What is the use of a recipe? A recipe is a teaching tool, a guide, a point of departure. Follow it exactly the first time you make the dish. As you make it again and again, you will change it, massage it to fit your own taste and aesthetic. Eventually it will become your own personal recipe - Jacques Pepin
Thursday, February 10, 2011
Gotcha Capitalism by Bob Sullivan
(Review written 6/6/08)
This is a pretty good book for people who don't pay a lot of attention to their bills and other financial matters to read to let them know how much money they may be losing to hidden fees by all the companies they deal with, but after five or six chapters, I haven't really found anything that surprised me, but I keep up on that sort of stuff as a hobby, anyway. I don't usually run my credit cards up over the limit, or pay any interest on them - I'm one of those consumers that cc issuers hate.
I also don't ever take money out of ATMs that aren't associated with my bank, so I don't get hit with those kinds of fees, and I haven't had to pay overdraft fees in the last thirty years, that I can recall. I just had a convo with my son about ATM fees the other day while he was home. Hope he took it to heart and starts planning his weekend outing budgets a little better, so he can quit throwing away money for nothing.
Title company fees seem to be pretty much unavoidable, and in my case, they're only likely to take place a couple of times in my entire lifetime - only time I had an issue with them was when I refinanced a home I'd already owned and paid for title insurance on a few years previously, and I'm thinking "why should I pay this again so soon?" It's a racket.

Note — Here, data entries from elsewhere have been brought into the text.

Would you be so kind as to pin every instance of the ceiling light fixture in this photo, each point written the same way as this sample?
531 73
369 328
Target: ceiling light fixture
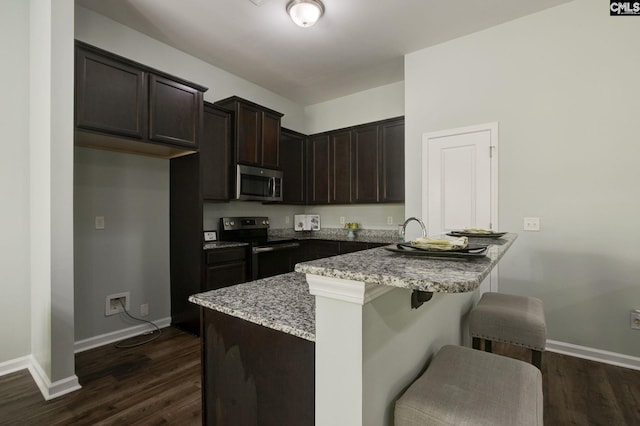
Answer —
305 13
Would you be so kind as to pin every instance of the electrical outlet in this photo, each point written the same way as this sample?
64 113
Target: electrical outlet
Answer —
114 302
531 224
99 222
635 319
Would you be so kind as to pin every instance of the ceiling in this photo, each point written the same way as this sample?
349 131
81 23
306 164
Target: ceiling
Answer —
356 45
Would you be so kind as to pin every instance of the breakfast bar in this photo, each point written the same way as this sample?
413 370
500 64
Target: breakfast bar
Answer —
337 341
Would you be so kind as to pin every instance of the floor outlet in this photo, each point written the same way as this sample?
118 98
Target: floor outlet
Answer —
635 319
114 303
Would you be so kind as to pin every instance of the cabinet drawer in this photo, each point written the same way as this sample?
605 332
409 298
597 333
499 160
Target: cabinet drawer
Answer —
226 255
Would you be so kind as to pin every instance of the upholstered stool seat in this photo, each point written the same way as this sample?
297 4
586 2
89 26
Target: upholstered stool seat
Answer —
463 386
508 318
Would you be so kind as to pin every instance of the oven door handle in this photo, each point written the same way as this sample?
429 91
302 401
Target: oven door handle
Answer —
257 250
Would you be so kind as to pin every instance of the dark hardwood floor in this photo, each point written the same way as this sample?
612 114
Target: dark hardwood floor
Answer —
153 384
159 383
582 392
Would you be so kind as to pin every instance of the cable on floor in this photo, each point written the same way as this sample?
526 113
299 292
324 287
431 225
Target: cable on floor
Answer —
121 346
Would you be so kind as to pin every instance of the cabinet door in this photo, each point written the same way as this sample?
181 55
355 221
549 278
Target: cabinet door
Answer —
110 96
318 171
215 154
270 140
392 162
340 166
365 164
248 128
293 166
219 276
175 112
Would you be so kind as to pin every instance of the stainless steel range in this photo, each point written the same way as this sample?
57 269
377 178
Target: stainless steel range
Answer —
269 256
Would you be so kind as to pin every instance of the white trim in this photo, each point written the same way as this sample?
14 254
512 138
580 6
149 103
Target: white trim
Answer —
592 354
48 389
14 365
346 290
116 336
493 128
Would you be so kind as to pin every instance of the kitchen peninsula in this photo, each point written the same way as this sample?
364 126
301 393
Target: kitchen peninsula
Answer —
337 341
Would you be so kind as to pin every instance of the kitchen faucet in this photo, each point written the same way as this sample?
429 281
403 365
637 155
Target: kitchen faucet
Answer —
406 222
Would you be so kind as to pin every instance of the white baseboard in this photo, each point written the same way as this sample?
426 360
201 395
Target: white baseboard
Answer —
48 389
14 365
592 354
116 336
58 388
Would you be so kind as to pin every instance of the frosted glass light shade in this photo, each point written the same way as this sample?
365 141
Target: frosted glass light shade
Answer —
305 13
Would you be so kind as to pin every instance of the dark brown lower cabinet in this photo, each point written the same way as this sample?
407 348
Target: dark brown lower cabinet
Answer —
254 375
225 267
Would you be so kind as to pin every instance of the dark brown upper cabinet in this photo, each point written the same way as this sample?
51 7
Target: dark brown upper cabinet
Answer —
340 167
292 163
122 105
175 112
257 132
366 158
216 158
360 164
318 171
392 161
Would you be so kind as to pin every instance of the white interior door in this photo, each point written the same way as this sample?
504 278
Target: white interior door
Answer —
459 175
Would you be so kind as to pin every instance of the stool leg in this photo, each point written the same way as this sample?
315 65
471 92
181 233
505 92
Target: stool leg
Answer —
536 359
475 342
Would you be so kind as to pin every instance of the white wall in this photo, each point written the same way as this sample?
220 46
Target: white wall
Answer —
132 252
562 85
369 216
359 108
14 182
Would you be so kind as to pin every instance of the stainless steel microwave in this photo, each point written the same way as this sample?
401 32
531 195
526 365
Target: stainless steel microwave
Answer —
256 183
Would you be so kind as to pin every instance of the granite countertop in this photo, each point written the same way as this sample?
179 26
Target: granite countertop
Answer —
438 275
383 236
212 245
282 303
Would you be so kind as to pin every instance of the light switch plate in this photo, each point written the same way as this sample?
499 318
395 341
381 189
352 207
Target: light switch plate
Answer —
531 224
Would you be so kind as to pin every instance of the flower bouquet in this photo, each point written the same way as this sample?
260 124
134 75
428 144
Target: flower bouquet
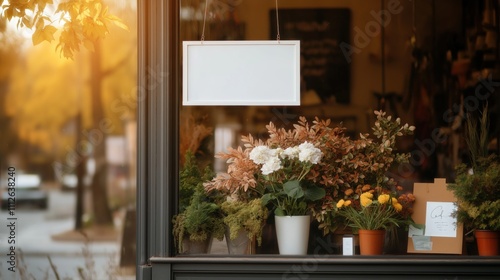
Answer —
332 164
283 172
371 211
375 208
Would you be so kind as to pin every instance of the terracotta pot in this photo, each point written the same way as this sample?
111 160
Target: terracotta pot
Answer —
371 242
487 242
240 245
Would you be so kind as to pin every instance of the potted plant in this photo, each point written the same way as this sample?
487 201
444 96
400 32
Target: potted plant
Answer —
477 187
200 218
371 211
273 169
244 221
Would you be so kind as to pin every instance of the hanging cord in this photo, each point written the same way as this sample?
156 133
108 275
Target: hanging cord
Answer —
277 23
204 19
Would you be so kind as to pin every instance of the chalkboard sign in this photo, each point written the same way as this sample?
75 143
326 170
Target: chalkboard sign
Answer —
324 67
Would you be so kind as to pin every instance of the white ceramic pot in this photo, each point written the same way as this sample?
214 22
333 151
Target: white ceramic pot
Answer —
292 233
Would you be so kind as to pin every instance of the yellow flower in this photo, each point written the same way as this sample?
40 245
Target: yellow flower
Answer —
340 203
383 198
398 207
366 199
365 188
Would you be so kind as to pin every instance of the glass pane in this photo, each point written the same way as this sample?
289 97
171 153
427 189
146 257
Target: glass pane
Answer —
67 147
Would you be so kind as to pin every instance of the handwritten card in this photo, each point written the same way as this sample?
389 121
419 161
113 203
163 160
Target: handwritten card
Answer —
439 220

The chapter on mutual fund expense ratios, and kickbacks to HR folks and plan administrators wasn't a total surprise, but it's definitely irritating to think how much money they're scamming out of those of us who care enough to put away money for retirement. I'll need to review the mutual funds I'm in to see what their expense ratios are one of these days, and maybe make some adjustments. I'll keep y'all posted as I go along in this book. Looks like mostly good info.